You hear a lot of people talking about the Russell 1000 index as their proxy for large-cap stocks and the Russell 2000 to represent small-caps. How about an ETF that invests in both of them at the same time? It may be a bit surprising that there are only two ETFs out there that track the Russell 3000 index - this one and the iShares Russell 3000 ETF (IWV). Even though IWV is six times larger than VTHR in terms of assets, VTHR has just half the expense ratio. With the AUM level more than large enough to ensure liquidity in trading, the Vanguard ETF is the easy choice for me.

Investors may ask what separates this ETF from the Vanguard Total Stock Market ETF (VTI) since both target the entire U.S. equity market. In terms of performance and volatility, you’ll probably see very little difference between the two. The big differentiator is portfolio composition. VTI invests in nearly 4000 stocks, most of the extras coming from the small- and micro-cap worlds. Many investors want to avoid this riskier end of the market altogether (even though it accounts for very little exposure within the fund itself). For some, paying a few extra basis points in cost might be worth it to avoid these tiny companies in their portfolios.

Vanguard Total World Bond ETF (BNDW)

This last ETF might be the best deal of all! The Vanguard Total Bond Market ETF (BND) has become the biggest bond ETF in the world with nearly $100 billion in assets. With such broad bond market coverage and a microscopically small 0.03% expense ratio, it’s easy to see why. But why not upgrade your portfolio to cover the entire global bond market? For just two basis points of additional expense, you can have it and it makes a lot of sense in most portfolios.

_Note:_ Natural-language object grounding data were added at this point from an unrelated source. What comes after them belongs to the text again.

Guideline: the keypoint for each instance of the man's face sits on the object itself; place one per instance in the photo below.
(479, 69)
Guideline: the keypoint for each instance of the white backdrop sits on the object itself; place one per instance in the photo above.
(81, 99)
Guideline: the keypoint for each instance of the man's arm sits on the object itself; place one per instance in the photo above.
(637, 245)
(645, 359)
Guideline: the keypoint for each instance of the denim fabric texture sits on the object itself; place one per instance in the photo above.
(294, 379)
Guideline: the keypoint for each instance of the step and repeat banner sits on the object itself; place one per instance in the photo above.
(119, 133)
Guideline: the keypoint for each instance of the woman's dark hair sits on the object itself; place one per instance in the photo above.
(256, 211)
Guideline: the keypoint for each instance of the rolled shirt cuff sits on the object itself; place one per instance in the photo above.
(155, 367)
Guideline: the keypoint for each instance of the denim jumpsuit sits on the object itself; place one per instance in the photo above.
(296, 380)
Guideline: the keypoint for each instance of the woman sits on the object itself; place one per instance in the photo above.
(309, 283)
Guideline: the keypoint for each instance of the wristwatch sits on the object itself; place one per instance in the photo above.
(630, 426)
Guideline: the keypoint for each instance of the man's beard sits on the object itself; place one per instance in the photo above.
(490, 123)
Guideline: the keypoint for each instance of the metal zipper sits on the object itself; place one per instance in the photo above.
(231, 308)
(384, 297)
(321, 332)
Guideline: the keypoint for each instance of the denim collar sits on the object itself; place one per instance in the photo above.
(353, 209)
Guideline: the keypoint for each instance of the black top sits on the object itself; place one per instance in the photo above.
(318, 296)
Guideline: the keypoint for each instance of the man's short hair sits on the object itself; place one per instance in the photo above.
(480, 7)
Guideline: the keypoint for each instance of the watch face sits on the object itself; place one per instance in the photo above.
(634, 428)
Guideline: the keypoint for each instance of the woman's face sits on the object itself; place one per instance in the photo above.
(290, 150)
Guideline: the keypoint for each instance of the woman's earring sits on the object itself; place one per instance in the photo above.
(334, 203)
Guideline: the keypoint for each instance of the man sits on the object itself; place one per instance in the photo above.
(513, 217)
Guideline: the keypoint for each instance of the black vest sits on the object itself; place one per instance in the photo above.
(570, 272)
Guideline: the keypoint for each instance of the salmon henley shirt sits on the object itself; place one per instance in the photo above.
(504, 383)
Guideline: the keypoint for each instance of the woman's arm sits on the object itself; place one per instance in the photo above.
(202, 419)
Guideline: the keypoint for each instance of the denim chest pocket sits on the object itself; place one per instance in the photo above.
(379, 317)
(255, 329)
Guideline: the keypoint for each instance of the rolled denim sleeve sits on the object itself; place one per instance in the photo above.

In reality, BNDW is just a 50/50 combination of BND and the Vanguard Total International Bond Market ETF (BNDX). For some, that 50/50 split will be too much exposure to the international markets. In that case, there’s nothing wrong with using BND and BNDX individually to create your own personalized asset allocation. Otherwise, BNDW does a great job of giving you both in a single product.